Atiyab Sultan

 

St Edmund’s College
Cambridge CB3 0BN

atiyab.sultan@gmail.com
atiyab.sultan@cantab.net

 

 

Atiyab Sultan is working towards an MPhil in Economics at St Edmund’s College. Previously, she completed an undergraduate degree, majoring in Economics at the Lahore University of Management Sciences in Pakistan. She also completed a minor in the social sciences, focusing on political science and philosophy. Her final year thesis involved empirical research and a quantitative analysis of the labour market outcomes of graduates from her university, with an aim to disentangling the effects of the quality of secondary education and family background. She also completed an independent study on orientalism, writing a paper contrasting the depictions of Che Guevara in western media before and after his death. Having completed her undergraduate degree a semester early, she worked as a research associate at the business school at her university. Simultaneously, she wrote a paper on the indigenous system of education in pre-colonial Punjab and the pernicious effect of British colonisation on the same.
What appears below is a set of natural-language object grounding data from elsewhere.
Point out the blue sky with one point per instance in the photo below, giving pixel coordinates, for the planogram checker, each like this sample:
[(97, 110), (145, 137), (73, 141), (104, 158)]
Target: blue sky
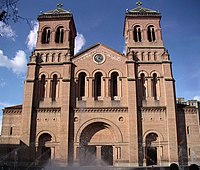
[(102, 21)]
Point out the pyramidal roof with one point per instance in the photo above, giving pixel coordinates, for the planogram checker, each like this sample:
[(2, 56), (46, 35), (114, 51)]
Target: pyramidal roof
[(59, 12), (139, 10)]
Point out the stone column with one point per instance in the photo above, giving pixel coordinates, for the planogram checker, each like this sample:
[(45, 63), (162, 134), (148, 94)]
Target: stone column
[(98, 155)]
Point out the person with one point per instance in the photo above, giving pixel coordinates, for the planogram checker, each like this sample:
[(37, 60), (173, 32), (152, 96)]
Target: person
[(174, 166), (193, 167)]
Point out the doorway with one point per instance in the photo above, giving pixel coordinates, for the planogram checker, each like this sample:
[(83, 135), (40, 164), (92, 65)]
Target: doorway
[(151, 156), (107, 155)]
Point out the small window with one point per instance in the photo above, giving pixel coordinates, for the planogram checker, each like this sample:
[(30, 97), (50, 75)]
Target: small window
[(59, 35), (82, 77), (142, 56), (188, 130), (149, 56), (98, 85), (137, 34), (151, 33), (53, 87), (42, 87), (154, 86), (114, 84), (11, 130), (143, 88), (46, 35)]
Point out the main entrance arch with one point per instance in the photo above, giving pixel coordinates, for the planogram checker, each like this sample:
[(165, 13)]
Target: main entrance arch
[(96, 141)]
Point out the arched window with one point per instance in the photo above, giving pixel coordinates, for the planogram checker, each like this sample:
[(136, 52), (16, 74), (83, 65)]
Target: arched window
[(42, 87), (142, 56), (47, 58), (137, 33), (149, 56), (81, 81), (155, 56), (53, 57), (154, 85), (59, 35), (98, 85), (53, 87), (59, 57), (143, 86), (151, 33), (114, 84), (46, 35)]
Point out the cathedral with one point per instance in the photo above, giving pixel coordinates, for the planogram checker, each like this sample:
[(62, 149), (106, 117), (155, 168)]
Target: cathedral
[(100, 107)]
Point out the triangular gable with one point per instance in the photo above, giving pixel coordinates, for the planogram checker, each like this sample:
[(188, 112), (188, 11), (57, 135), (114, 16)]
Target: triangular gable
[(99, 48)]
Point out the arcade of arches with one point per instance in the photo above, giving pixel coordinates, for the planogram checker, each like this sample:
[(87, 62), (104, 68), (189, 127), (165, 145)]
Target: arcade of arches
[(99, 106)]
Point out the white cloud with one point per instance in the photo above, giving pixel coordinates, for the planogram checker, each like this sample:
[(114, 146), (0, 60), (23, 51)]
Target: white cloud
[(197, 98), (79, 42), (32, 36), (2, 82), (2, 105), (6, 31), (17, 64)]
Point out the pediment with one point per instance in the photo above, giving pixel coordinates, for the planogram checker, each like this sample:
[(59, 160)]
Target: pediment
[(108, 54)]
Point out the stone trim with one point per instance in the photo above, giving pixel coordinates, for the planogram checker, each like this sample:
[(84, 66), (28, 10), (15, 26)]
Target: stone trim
[(49, 110), (108, 109), (190, 110), (153, 109), (13, 111)]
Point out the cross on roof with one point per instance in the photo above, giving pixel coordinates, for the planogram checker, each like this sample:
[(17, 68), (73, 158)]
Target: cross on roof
[(139, 3), (59, 5)]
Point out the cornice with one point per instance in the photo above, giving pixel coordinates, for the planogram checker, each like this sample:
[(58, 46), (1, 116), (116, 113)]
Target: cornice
[(153, 109), (49, 110), (13, 111), (101, 110)]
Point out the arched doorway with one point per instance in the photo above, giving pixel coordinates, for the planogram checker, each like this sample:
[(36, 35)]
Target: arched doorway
[(96, 145), (151, 149), (44, 152)]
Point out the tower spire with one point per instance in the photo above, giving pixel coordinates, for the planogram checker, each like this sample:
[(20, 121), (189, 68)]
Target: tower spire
[(59, 5), (139, 3)]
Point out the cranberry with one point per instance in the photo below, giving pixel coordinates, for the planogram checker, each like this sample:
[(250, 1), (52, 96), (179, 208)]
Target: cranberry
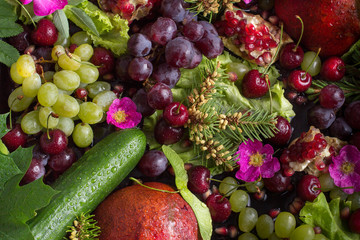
[(219, 207), (199, 179), (308, 188)]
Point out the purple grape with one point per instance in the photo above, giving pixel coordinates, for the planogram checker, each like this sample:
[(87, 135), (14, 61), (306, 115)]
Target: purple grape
[(167, 74), (140, 99), (166, 134), (139, 45), (210, 45), (179, 52), (320, 117), (163, 30), (153, 163), (193, 31), (140, 69), (173, 9), (159, 96)]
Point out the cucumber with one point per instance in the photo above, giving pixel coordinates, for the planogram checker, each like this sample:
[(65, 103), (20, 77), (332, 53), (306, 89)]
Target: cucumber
[(88, 182)]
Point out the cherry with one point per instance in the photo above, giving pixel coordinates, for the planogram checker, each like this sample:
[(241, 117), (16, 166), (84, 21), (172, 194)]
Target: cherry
[(45, 33), (254, 85), (282, 137), (104, 59), (62, 161), (219, 207), (55, 144), (333, 69), (176, 114), (14, 138), (299, 80), (166, 134), (35, 171), (308, 188), (199, 179), (153, 163), (354, 221)]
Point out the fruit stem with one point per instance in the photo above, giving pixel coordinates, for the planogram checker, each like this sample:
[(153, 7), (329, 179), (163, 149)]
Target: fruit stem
[(317, 54), (302, 31), (156, 189)]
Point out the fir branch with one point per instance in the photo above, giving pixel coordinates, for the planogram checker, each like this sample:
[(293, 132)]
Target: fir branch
[(84, 228)]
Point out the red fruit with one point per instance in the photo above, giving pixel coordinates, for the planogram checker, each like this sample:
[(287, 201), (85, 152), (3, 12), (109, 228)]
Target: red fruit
[(219, 207), (14, 138), (45, 33), (104, 59), (354, 221), (254, 84), (333, 69), (308, 188), (330, 25), (299, 80)]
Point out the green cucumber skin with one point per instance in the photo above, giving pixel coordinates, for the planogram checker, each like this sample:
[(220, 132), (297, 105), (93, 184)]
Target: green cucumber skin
[(88, 182)]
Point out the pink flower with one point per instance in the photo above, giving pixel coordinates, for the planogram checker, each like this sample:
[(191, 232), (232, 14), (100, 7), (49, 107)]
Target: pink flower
[(122, 113), (46, 7), (256, 160), (345, 169)]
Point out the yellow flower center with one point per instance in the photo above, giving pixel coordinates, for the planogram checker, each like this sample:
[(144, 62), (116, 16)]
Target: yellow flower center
[(256, 159), (347, 167), (120, 116)]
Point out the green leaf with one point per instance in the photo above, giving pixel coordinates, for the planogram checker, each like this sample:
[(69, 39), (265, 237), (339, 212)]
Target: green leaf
[(8, 54), (200, 209), (61, 22)]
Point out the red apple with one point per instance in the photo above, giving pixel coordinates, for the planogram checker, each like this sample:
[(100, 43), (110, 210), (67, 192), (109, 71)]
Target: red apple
[(330, 25)]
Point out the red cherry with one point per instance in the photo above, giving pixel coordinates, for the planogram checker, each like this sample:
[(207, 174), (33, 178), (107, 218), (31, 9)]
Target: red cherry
[(176, 114), (45, 33), (308, 188), (333, 69), (254, 84), (299, 80)]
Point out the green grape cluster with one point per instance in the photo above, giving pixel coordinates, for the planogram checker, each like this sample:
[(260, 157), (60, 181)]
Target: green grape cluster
[(57, 107)]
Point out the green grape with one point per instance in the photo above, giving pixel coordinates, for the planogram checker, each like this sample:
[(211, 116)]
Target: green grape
[(104, 99), (66, 106), (326, 182), (25, 66), (48, 94), (284, 224), (80, 38), (254, 186), (338, 193), (97, 87), (17, 101), (355, 200), (67, 80), (31, 85), (66, 125), (247, 219), (264, 226), (88, 73), (90, 113), (15, 76), (67, 63), (228, 186), (45, 118), (240, 70), (30, 123), (239, 200), (84, 51), (247, 236), (57, 51), (320, 237), (303, 232), (83, 135), (315, 67)]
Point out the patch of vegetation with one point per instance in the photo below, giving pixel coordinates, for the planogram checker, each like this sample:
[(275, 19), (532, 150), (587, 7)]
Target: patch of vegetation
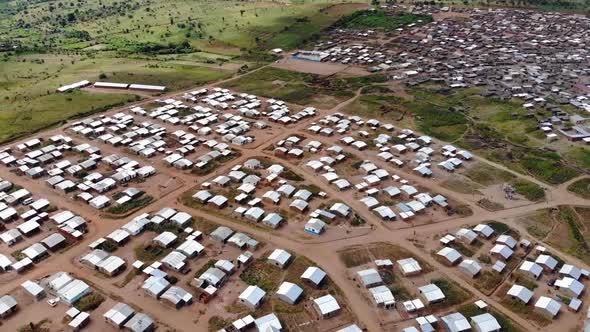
[(379, 19), (217, 323), (263, 274), (531, 191), (295, 87), (90, 302), (35, 327), (133, 204), (581, 188), (470, 310), (524, 311), (454, 294), (149, 253)]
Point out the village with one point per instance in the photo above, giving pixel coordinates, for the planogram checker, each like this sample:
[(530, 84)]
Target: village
[(215, 209)]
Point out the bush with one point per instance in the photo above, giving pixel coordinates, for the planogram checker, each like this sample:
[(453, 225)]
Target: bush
[(90, 302)]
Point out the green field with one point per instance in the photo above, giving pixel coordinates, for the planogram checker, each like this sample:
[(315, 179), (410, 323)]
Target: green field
[(581, 188), (378, 19), (179, 43), (301, 88)]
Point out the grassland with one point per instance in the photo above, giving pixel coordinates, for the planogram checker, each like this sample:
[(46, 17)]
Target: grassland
[(581, 188), (301, 88), (178, 43), (378, 19), (565, 227)]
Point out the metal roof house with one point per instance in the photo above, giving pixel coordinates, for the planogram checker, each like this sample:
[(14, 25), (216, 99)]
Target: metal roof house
[(531, 268), (431, 293), (409, 266), (140, 322), (289, 292), (450, 255), (314, 275), (252, 297), (119, 314), (280, 258), (326, 306), (370, 278), (8, 305)]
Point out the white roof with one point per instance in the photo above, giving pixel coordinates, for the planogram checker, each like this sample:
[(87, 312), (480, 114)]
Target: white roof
[(290, 291), (531, 267), (432, 293), (409, 265), (570, 270), (252, 295), (314, 274), (548, 304), (450, 254), (327, 304), (280, 256)]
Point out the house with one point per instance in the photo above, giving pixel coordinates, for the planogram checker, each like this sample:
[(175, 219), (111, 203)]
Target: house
[(521, 293), (93, 258), (568, 270), (547, 307), (268, 322), (314, 276), (431, 293), (280, 258), (190, 248), (470, 267), (315, 226), (213, 276), (455, 322), (501, 251), (485, 323), (569, 286), (252, 297), (175, 261), (547, 262), (450, 255), (289, 292), (8, 305), (177, 297), (119, 314), (155, 286), (165, 239), (483, 230), (33, 289), (326, 306), (111, 265), (409, 267), (73, 291), (140, 322), (467, 235), (370, 278), (531, 268), (382, 297)]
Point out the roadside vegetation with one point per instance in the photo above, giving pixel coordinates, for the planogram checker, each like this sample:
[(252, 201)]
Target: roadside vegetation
[(581, 188), (379, 19)]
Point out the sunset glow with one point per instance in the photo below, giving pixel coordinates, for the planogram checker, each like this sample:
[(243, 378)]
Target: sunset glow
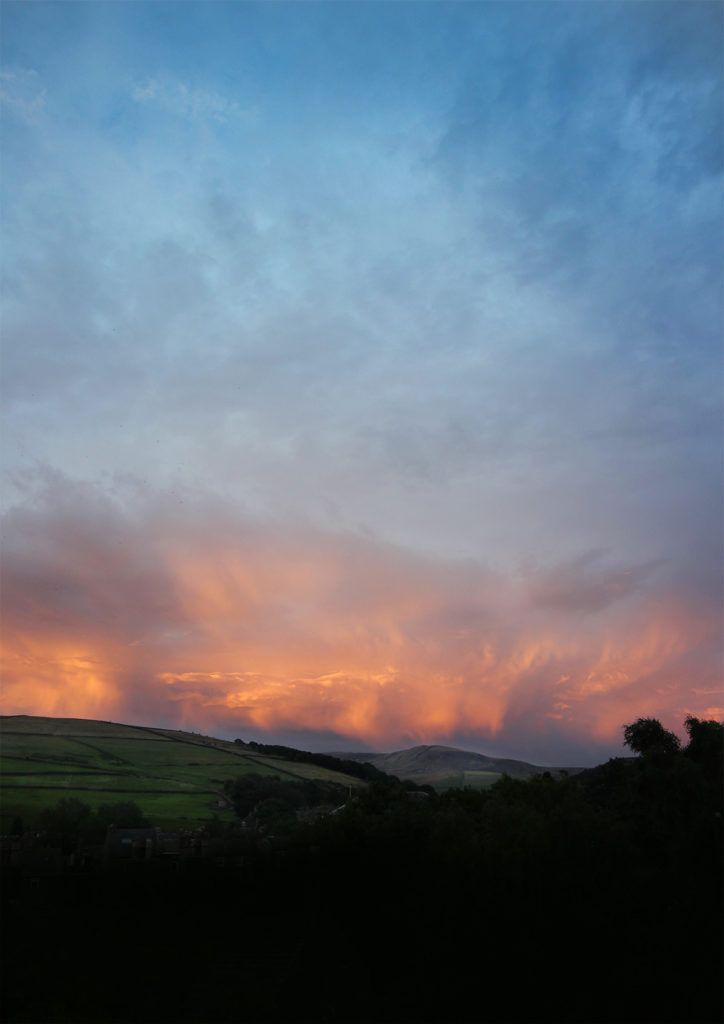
[(368, 393)]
While her dissertation for the MPhil in Economics lies in the territory of quantitative analysis, she hopes to pursue her interest in history while at the Centre by looking at the impoverishment of Punjab following annexation by the British in the 19th century. The primary focus of this research is to discern societal and institutional changes that have proven to be endemic and help to explain the mass poverty in the region today. She does not intend the project to be a British-bashing harangue, at once romanticizing pre-colonial times and absolving post-colonial actors, but hopes to take a closer look at dynamic processes engendering poverty in the region and the colonial roots these may possess.